N’achetez pas nécessairement à l’été, attendez à l’hiver quand les choses sont plus lentes, quand il y a plus d’inventaire et ne paniquez pas, leur conseille le Yukonnais de longue date. Souvent, les gens se disent qu'ils doivent acheter à tout prix, mais c'est bien de prendre du recul et d'y repenser parce qu’on ne veut pas s’endetter plus qu’il le faut. Les taux ne seront pas toujours ce qu’ils sont.

Maison en vente sur une rue de quartier.

Le nombre de propriétés mises en vente au Yukon par des agents immobiliers oscille entre 50 et 60 depuis quelques semaines.

Photo : Radio-Canada / Steve Silva

Serge Lamarche souligne par ailleurs l’importance dans un tel marché de réajuster ses attentes, par exemple en achetant une maison qui a des réparations à faire. La maison de rêve de ces acheteurs viendra peut-être plus tard dans la vie, dit-il.

Le président de l’association immobilière du Yukon, Marc Perreault, est du même avis. Ce qui arrive, c’est que le coût d’achat de la maison est influencé par le fait que [les acheteurs] l'aiment beaucoup et ont peur de ne pas avoir cette maison-là, explique-t-il.

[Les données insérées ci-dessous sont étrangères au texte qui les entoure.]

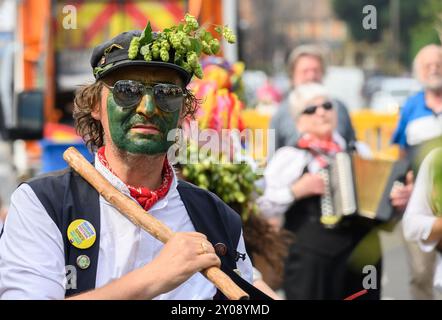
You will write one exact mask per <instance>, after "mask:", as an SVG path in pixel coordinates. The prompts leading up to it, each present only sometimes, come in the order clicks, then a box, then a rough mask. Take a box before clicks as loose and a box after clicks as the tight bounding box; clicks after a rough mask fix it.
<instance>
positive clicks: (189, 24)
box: [184, 13, 199, 31]
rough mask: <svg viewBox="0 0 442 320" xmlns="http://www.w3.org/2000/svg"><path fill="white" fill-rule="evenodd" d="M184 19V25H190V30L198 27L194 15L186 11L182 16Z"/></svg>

Préapprobation et emplacement

Georges Gaucher, gestionnaire d’une agence immobilière de la région de Montréal, est d’avis que la toute première étape demeure celle d’obtenir de sa banque une préapprobation hypothécaire en bonne et due forme.

Selon lui, une préapprobation permet de visiter des maisons et de savoir ce qu'il est possible d'acheter sans rencontrer d'obstacles financiers.

Ça vous donne confiance et ça donne confiance au vendeur.

Georges Gaucher, directeur général de Royal LePage Village

Le spécialiste, rappelle que, comme ailleurs au pays, une solution à envisager est de s’éloigner du centre pour profiter de prix plus abordables.

En ce qui a trait à un ralentissement économique à venir, l’agent n’y voit pas de danger à moins de vouloir acheter pour la revente à court terme.

Normalement, les gens achètent pour se loger. Donc, ils vont être là pour 7 ou 10 ans ou plus. Donc, si vous payez 20 000 $ de plus [à l’achat] et que vous y restez 20 ans, c’est 1000 dollars de plus par année, ce qui n'est pas énorme, conclut-il.